For 95% of people out there, the FeedBurner FeedSmith plug-in is a great way to automatically redirect your feeds over to Feedburner’s tracking system.
The problem with the plug-in is it redirects ALL feeds over to one FeedBurner feed. If you’re like me (or others) and have a podcast with two different feeds for two different types of files (like audio and video, or MP3 and AAC), you can still use FeedBurner for stats tracking, but it takes some manual hacking.
Requirement: You must have edit access to a file called “.htaccess” in your Wordpress root directory and your web hosting provider must support redirects. Some web hosting companies, such as GoDaddy, intentionally obfuscate access to “.htaccess” or just plain disallow redirects from it, usually under the flimsy guise of “security concerns”. Your mileage may vary, so check with your web host provider if you have issues.
Disclaimer: There are multiple ways to skin a cat, so there may be better ways of doing this. This works for me on my provider. I can’t be responsible if you break your feed, unsubscribe all your listeners, kill a kitten, or cause Twitter more downtime using this method.
Using my podcast as an example, here’s what a basic redirect looks like. You would add these lines BEFORE the Wordpress code-block that usually starts with “# BEGIN Wordpress” or the like:
RewriteCond %{HTTP_USER_AGENT} !FeedBurner
RewriteRule ^feed(.*) http://feeds.feedburner.com/SufferingFromSanity [R=302,L]

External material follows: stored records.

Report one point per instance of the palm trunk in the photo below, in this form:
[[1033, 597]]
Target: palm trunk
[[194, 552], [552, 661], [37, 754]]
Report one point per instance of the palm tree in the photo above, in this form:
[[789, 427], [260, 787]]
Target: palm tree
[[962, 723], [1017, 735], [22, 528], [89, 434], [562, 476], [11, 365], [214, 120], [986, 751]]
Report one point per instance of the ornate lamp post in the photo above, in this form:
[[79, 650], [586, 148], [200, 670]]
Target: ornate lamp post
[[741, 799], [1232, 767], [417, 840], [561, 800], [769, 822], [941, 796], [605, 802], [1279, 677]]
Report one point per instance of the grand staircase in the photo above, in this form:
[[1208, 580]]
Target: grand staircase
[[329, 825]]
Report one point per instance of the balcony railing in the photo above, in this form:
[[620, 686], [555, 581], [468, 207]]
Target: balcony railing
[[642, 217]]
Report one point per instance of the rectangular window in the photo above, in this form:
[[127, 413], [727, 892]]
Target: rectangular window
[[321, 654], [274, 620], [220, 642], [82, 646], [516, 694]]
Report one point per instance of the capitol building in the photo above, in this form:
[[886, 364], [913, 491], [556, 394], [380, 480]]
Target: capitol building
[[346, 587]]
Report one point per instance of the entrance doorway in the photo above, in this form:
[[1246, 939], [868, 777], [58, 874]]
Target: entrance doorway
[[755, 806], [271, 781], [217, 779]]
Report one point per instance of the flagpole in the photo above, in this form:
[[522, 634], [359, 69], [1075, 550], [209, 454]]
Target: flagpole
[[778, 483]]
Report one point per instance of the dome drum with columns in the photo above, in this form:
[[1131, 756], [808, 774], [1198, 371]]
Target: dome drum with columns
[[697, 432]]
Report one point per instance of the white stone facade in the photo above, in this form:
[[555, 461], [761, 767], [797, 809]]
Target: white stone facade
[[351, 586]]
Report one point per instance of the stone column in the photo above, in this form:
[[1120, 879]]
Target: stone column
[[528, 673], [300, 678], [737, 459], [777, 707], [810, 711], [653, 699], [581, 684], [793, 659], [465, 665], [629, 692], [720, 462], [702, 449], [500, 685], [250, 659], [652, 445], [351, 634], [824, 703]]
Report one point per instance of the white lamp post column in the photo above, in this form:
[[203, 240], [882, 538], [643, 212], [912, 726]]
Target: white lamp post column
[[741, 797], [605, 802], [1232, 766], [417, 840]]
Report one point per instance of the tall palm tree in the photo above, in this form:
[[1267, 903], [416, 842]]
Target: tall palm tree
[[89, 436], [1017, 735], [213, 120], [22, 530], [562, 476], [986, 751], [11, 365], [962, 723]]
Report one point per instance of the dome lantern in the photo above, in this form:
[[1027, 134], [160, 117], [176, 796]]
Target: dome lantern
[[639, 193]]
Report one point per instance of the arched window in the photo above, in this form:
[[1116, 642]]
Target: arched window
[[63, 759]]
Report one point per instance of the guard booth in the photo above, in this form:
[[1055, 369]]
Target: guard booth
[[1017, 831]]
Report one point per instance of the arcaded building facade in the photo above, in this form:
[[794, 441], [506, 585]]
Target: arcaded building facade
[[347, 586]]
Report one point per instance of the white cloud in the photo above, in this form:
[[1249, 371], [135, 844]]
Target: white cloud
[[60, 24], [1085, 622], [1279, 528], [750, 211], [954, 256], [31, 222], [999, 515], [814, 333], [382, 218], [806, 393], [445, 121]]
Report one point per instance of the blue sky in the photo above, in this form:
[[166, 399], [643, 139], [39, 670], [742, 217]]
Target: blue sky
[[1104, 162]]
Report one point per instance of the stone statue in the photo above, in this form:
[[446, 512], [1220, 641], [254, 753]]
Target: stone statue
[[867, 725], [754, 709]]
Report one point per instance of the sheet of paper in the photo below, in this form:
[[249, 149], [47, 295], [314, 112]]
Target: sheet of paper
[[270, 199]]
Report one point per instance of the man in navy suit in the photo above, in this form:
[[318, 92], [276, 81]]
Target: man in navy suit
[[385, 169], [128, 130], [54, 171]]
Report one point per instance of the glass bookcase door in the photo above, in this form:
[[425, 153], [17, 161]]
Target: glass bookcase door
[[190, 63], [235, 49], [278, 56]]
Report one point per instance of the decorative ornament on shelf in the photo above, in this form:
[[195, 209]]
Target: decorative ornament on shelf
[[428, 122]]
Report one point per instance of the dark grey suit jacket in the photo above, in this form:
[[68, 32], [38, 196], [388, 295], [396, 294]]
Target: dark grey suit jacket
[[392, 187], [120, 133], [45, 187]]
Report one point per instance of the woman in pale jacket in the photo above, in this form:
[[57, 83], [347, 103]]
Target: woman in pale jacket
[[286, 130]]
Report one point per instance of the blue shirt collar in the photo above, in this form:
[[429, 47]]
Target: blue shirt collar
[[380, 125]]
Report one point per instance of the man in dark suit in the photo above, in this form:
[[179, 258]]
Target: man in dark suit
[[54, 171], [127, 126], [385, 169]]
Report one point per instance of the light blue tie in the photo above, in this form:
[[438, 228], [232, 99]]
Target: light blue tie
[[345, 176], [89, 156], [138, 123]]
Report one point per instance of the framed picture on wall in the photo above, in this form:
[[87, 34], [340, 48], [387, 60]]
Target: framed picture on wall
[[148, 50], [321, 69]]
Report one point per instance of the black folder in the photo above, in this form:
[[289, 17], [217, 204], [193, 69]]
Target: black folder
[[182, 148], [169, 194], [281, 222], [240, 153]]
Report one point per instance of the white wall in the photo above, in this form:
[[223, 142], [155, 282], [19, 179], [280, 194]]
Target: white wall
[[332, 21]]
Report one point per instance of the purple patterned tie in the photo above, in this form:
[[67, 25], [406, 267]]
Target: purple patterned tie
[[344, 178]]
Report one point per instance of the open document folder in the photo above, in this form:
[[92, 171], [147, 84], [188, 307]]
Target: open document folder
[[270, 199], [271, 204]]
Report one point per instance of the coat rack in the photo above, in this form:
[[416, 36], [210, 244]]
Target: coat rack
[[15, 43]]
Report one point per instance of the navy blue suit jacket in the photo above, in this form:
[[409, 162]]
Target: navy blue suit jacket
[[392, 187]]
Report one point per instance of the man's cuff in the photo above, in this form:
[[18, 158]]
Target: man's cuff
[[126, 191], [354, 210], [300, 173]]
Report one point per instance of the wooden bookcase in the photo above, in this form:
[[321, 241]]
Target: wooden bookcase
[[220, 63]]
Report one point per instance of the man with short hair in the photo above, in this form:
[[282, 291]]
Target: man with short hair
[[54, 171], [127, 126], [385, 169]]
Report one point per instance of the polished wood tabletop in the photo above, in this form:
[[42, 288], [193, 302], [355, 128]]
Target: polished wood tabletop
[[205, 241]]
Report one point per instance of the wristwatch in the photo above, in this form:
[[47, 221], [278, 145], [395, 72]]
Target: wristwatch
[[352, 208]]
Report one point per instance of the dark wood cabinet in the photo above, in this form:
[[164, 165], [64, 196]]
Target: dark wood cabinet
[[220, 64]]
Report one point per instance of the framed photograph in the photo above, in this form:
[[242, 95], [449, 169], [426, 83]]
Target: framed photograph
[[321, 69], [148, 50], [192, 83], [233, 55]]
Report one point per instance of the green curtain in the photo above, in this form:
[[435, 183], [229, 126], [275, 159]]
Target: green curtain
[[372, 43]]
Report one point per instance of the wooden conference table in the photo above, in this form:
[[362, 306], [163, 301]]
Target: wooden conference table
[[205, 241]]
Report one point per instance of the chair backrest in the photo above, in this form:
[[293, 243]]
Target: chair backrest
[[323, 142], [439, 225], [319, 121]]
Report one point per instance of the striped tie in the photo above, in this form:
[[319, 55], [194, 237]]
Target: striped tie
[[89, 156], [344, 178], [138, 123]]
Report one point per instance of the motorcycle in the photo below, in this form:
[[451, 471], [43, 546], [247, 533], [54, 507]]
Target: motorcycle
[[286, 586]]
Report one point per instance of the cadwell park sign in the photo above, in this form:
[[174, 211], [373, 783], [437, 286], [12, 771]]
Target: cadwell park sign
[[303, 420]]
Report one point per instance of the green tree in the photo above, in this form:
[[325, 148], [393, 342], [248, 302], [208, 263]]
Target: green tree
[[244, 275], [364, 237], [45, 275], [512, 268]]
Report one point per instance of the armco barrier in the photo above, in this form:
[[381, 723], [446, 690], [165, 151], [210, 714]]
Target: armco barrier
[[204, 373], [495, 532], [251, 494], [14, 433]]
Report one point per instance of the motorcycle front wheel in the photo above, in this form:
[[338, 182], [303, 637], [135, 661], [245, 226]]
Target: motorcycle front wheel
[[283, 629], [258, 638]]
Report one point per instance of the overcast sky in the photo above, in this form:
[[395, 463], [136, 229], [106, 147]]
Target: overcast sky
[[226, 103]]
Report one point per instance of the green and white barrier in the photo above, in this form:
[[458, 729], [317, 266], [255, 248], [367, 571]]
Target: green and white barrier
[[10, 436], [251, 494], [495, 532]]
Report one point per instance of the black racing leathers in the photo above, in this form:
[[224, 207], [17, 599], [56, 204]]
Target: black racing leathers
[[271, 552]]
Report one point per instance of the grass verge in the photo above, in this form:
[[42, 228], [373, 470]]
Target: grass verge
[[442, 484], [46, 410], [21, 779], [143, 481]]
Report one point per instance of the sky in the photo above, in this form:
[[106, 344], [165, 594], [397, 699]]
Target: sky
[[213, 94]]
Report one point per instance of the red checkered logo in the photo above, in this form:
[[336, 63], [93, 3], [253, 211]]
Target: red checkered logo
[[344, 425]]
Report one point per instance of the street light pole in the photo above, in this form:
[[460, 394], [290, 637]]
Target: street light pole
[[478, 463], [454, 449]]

Here’s how this is translated by the web server:
RewriteCond %{HTTP_USER_AGENT} !FeedBurner
This tells the web server that the rewrite condition we’re trying to perform only applies when the “user agent” isn’t “FeedBurner”. In other words, this rule only applies if we’re not FeedBurner. Side note, without this exclusion, FeedBurner rightly complains of a rather nasty circular reference trying to pull your feed.
RewriteRule ^feed(.*) http://feeds.feedburner.com/SufferingFromSanity [R=302,L]
This is the actual rule. It redirects the prefixed website (which covers someone typing in “sufferingfromsanity.com” or “www.sufferingfromsanity.com”) accessing “feed” with or without the trailing slash “(.*)”. It redirects that access to the FeedBurner address with an HTML 302 code. HTML 302 is called a “temporary redirect”, which means web spiders and search engines (like Google, Yahoo, etc.) won’t permanently replace “http://sufferingfromsanity.com/feed” with the FeedBurner in their indexes. The “L” tells the web server the rule has ended.
To do this for different Wordpress categories, just change the appropriate feed being redirected:
RewriteCond %{HTTP_USER_AGENT} !FeedBurner
RewriteRule ^category/podcast-main/feed(.*) http://feeds.feedburner.com/SufferingFromSanity [R=302,L]RewriteCond %{HTTP_USER_AGENT} !FeedBurner
RewriteRule ^category/podcast-enhanced/feed(.*) http://feeds.feedburner.com/SufferingFromSanityEnhanced [R=302,L]
When you set up FeedBurner, simply give it the regular feed to look at (e.g. “http://sufferingfromsanity.com/feed/”) and it should handle the rest. With this method, the number of available redirects is theoretically limitless — although if your “.htaccess” file gets really big it might bog down your site’s load times just a bit.